Her advice to anyone starting out or struggling to grow:
Find collaborators early
Look for people whose work aligns with yours, co-host, co-write, co-create
Build momentum together, not in isolation
She sees community building and collaboration as the same game. Borrowing from her sports background, she adds:
“In triathlon we say: together we run further. The same is true in the world of creativity.”
8. Give Before You Ask
Here is Veronica’s biggest advice to newsletter creators who plan to build a community.
“Give before you ask. Most people in your community also want to be seen and heard. Try to engage first with the people who are already supporting you the most.”
Final words: 4 pillars of building a thriving newsletter business
Veronica’s framework for growing and monetizing her newsletter rests on four levers: service, proximity, community and personalization.
The future is to think about these levers and each lever plays a unique role:
Service: Give tangible value beyond content.

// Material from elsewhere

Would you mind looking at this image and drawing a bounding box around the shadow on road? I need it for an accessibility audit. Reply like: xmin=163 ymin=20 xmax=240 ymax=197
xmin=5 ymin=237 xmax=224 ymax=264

Her live sessions, Q&As, and coaching programs exist to help people, not just inspire them.
Proximity: Show up as a human being. She regularly appears on camera, speaks live, and uses voice and video to reduce distance.
Community: Create a sense of shared purpose. Veronica designs spaces where readers learn together, not just from her.
Personalization: Keep interactions intimate. A simple name mention, quick note, or private DM creates loyalty that no automation can replace.
What I liked most about Veronica’s approach is how intentionally she connects her four growth and monetization levers so they strengthen one another.
Her Substack Live sessions, for instance, aren’t just random events; they bring proximity to her subscribers, allowing her audience to see and hear her as a real person.
That proximity builds trust, which naturally leads people to want to be part of her community.
And within that community, she continues to serve through masterminds, Chat discussions, and collaborations, creating more opportunities for personalized interactions that deepen loyalty.
Each lever feeds the other, forming a system where service, proximity, community, and personalization continuously reinforce one another.
Final Takeaway
The truth I kept coming back to while talking to Veronica:
Community building isn’t the easy path, it’s the meaningful one.
Not because it scales faster, but because it lasts longer.
Not because it’s frictionless, but because it’s real.
We’re moving into an era where attention is cheap and connection is rare.
The creators who win won’t be the loudest ones, they’ll be the ones who make people feel seen, supported, and part of something bigger than themselves.
So if you’re still early, if you’re experimenting, if your Chat feels quiet, or if you’re wondering whether this is all worth it, take this as your sign:
It is. More than ever.
Start imperfectly. Show up consistently.
Reach out first. Ask thoughtful questions. Build alongside others, not alone.
There has never been a better time to build your community.